From a technical architecture perspective, AtomBite's system is roughly divided into three layers: the top layer is the embodied world model, which is used to form a perception of the kitchen environment and complete decision - making and action planning; the middle layer is the task orchestration and scheduling engine, which converts the perception results into specific execution plans and uniformly schedules different devices; the bottom layer is the integration of self - developed core components and general hardware bodies to ensure that the system can operate stably in a real kitchen for a long time.
The core logic behind this architecture is: instead of building a general robot first and then looking for application scenarios, it continuously collects real interaction data in a high - frequency and pain - point scenario, and then feeds the world model, making the model more and more "intelligent" in the physical world.
The catering kitchen repeats a large number of high - frequency operations every day - packing, sorting, handling, cooking, and transfer. These actions can naturally generate a large amount of diverse real - world data, which is difficult to generate solely through a simulation environment.
(Image source/Enterprise)
In terms of the specific implementation path, AtomBite.AI currently chooses to start with "food delivery packing and transfer". This is the link with the highest error rate, relatively high standardization, and the easiest to quantify the value in the entire fulfillment chain.
"The task scope of the packing link is clear, and the scenario is controllable.
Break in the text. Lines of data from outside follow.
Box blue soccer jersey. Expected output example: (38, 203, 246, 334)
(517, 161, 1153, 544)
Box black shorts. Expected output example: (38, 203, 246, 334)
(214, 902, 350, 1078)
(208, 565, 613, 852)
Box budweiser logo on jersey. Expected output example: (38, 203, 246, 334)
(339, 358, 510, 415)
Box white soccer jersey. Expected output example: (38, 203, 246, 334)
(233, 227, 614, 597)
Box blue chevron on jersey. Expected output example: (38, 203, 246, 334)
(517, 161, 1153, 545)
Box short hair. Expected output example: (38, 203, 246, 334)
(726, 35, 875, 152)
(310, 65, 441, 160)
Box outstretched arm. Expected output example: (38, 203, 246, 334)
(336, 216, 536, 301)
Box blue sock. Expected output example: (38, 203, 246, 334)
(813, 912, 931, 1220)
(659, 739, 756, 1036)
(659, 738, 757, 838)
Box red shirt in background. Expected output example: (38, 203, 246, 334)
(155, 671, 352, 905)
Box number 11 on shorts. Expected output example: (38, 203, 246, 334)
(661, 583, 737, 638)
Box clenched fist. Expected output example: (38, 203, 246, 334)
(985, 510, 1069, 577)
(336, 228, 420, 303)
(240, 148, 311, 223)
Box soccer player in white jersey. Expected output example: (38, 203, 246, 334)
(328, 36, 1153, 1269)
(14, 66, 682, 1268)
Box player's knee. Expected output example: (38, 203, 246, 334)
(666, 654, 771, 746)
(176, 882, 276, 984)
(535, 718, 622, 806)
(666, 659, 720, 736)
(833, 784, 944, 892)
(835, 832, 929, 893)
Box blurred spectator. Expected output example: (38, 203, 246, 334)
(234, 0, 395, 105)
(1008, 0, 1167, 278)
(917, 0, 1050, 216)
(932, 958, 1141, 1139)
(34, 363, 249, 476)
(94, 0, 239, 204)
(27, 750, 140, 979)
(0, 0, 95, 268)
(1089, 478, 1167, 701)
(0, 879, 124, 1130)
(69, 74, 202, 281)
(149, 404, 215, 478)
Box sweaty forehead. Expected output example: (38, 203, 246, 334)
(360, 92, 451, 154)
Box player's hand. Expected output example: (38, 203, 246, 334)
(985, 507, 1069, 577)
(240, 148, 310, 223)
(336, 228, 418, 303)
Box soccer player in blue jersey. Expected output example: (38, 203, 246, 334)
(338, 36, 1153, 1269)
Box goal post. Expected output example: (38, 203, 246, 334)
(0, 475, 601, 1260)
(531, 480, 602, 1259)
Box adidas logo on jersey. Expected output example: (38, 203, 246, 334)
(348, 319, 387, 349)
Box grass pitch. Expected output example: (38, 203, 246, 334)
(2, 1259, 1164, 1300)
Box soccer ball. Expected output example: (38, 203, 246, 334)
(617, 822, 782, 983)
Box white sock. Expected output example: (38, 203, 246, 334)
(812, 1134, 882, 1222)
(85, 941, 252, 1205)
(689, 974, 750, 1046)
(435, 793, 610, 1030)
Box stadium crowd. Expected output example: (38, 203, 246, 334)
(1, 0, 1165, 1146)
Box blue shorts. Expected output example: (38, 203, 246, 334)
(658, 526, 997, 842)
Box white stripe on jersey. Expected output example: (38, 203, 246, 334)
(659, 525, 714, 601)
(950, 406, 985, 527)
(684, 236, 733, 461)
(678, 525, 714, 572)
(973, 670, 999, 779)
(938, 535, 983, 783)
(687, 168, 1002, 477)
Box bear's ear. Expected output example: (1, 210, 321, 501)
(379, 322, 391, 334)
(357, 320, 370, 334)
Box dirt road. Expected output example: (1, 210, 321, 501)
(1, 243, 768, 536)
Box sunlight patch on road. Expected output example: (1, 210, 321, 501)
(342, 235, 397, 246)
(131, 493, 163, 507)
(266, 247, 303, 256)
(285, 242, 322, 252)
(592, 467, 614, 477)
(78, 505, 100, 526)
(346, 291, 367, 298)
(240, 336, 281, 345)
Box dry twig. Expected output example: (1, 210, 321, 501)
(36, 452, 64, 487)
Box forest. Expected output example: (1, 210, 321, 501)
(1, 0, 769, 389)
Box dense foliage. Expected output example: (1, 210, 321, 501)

Our approach is based on commercial value. We first focus on improving the grasping accuracy to make it usable and reliable," Wang Dong said. "From a commercial perspective, merchants don't care whether your robot looks like a human or can dance. They care more about what kind of work you can actually do for them."
Currently, AtomBite's solution is to assign high - frequency, standardized actions to the lightweight small models on the edge side, such as packing set meals into boxes and sealing labels, to reduce latency and network dependence. The large cloud - based model is mainly used to handle abnormal situations, such as material shortages and foreign - object interference in complex scenarios, and to coordinate with the kitchen staff through the KDS system.
The packing - link model is expected to be deployed on a large scale in real merchant kitchens in 2026.
In the team's vision, in the future, the model's capabilities will start from the single - point packing link and continue to extend to more complex kitchen operations, including sorting, delivery transfer, cooking coordination, and even gradually enter a wider range of service - industry scenarios.